8La contribution de Juan Jiménez-Salcedo est excentrique par rapport au thème choisi par ces actes, mais demeure intéressante. Pour analyser l’imaginaire romanesque du travestissement au XVIIIe siècle, l’auteur de cette contribution fait recours à la métaphore du sel et du poivre comme symboles, respectivement des femmes et des hommes. Cette métaphore n’étant pas suffisamment justifiée par le corpus que Jiménez-Salcedo a choisi, la fonction principale de cette contribution dans l’équilibre du recueil est d’opérer une transition vers le thème amoureux, que l’article suivant développe aussi. Une bibliographie sur le transsexualisme et le transvestisme complète l’analyse de ces romans ambigus.
9« Amours salées » est le titre de la contribution que Thomas Strässle consacre à De l’amour de Stendhal. Le sel est très important pour ce roman qui se fonde entièrement sur la notion de cristallisation, un processus qui se vérifie typiquement dans les salines. Strässle montre que le discours de Stendhal correspond de manière précise aux notions chimiques de l’époque, et quand il en arrive au caractère hybride de la cristallisation, il appuie sa démonstration sur l’œuvre d’un contemporain de Stendhal : le poète Büchner qui, dans Léonce et Léna, confère à la cristallisation saline une signification satyrique et politique.
10Le mot sel présente des occurrences qui ont le plus souvent un sens figuré dans l’œuvre de Saint-John Perse. Au delà des reprises d’expressions connues, que Corinne Prinderre commente dans son article, l’analyse des procédés utilisés par Perse pour créer du sens avec le mot sel est ponctuelle et permet à l’auteur de la contribution de démontrer que le mot sel catalyse, chez Perse, le désir de s’exprimer. Le sel est souvent associé à la naissance, et surtout à la naissance de la parole poétique. Il est, chez ce poète, un indispensable ferment de vie.
11L’article de Jean-Gérard Lapacherie a un caractère métacritique qui paraît déplacé au sein de ce collectif. Ce texte pourtant érudit et captivant sur ce que l’auteur considère « la mort des humanités » qui annonce « le triomphe de l’inhumain » aurait dû s’exprimer dans un collectif métacritique ou en pamphlet. L’occasion qui a permis à l’auteur de le présenter ici est purement sémantique. Il considère en effet que la didactique actuelle et la manière d’étudier et d’interpréter les sciences humaines aujourd’hui rendent les lettres « dessalées ».

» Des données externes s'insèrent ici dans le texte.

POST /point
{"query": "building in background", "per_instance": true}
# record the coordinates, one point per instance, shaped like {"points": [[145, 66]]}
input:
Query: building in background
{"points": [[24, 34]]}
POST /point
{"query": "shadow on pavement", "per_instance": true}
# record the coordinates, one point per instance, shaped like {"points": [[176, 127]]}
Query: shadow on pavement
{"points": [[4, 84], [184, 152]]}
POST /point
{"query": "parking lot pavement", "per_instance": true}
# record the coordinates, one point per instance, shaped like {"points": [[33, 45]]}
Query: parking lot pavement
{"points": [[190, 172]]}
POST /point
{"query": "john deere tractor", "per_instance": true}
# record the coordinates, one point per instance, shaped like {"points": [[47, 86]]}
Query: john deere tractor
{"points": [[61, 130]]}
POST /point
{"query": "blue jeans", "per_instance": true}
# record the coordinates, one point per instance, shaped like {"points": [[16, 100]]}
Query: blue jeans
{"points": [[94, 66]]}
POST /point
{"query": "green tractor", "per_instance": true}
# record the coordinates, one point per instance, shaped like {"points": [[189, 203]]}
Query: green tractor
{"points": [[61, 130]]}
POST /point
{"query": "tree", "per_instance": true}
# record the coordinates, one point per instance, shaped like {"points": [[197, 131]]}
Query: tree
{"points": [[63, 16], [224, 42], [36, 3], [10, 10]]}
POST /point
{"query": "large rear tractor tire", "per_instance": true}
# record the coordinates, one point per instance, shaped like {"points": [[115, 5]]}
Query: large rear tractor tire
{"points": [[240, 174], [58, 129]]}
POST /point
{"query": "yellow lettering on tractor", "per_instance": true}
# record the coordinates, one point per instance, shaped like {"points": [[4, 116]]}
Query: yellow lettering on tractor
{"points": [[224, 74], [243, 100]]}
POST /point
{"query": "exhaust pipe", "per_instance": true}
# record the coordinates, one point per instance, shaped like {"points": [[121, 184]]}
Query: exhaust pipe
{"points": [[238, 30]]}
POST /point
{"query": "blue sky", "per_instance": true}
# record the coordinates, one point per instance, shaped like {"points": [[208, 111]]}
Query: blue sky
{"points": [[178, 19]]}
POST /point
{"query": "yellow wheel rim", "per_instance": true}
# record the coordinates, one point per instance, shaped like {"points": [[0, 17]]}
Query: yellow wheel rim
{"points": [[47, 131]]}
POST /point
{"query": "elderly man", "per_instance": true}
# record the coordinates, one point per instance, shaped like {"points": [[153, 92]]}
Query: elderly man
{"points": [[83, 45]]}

12La contribution de Jean-Claude Hocquet qui conclut le recueil récapitule la plupart des autres contributions en les recomposant en un ensemble organique. Les propriétés et les usages du sel sont récapitulés ainsi que ses principales fonctions littéraires, symboliques et métaphoriques. Certaines des citations que les autres contributeurs avaient faites sont organisées en sous-paragraphes concernant le sel dans les récits de voyageur ou encore le sel comme aliment. La symbolique du sel suscite l’analyse la plus détaillée de cet article : le sel de l’alliance et l’hospitalité ; la statue de sel ; sel et baptême ; sel et médecine ; sel et sexualité ; le sel de la terre. La perspective chimique n’est pas pour autant négligée. La riche récapitulation que nous offre Jean-Claude Hocquet se place sous le signe de l’ambiguïté. Selon l’auteur, c’est en fait l’ambivalence du sel qui a dégagé une telle abondance littéraire et imaginaire.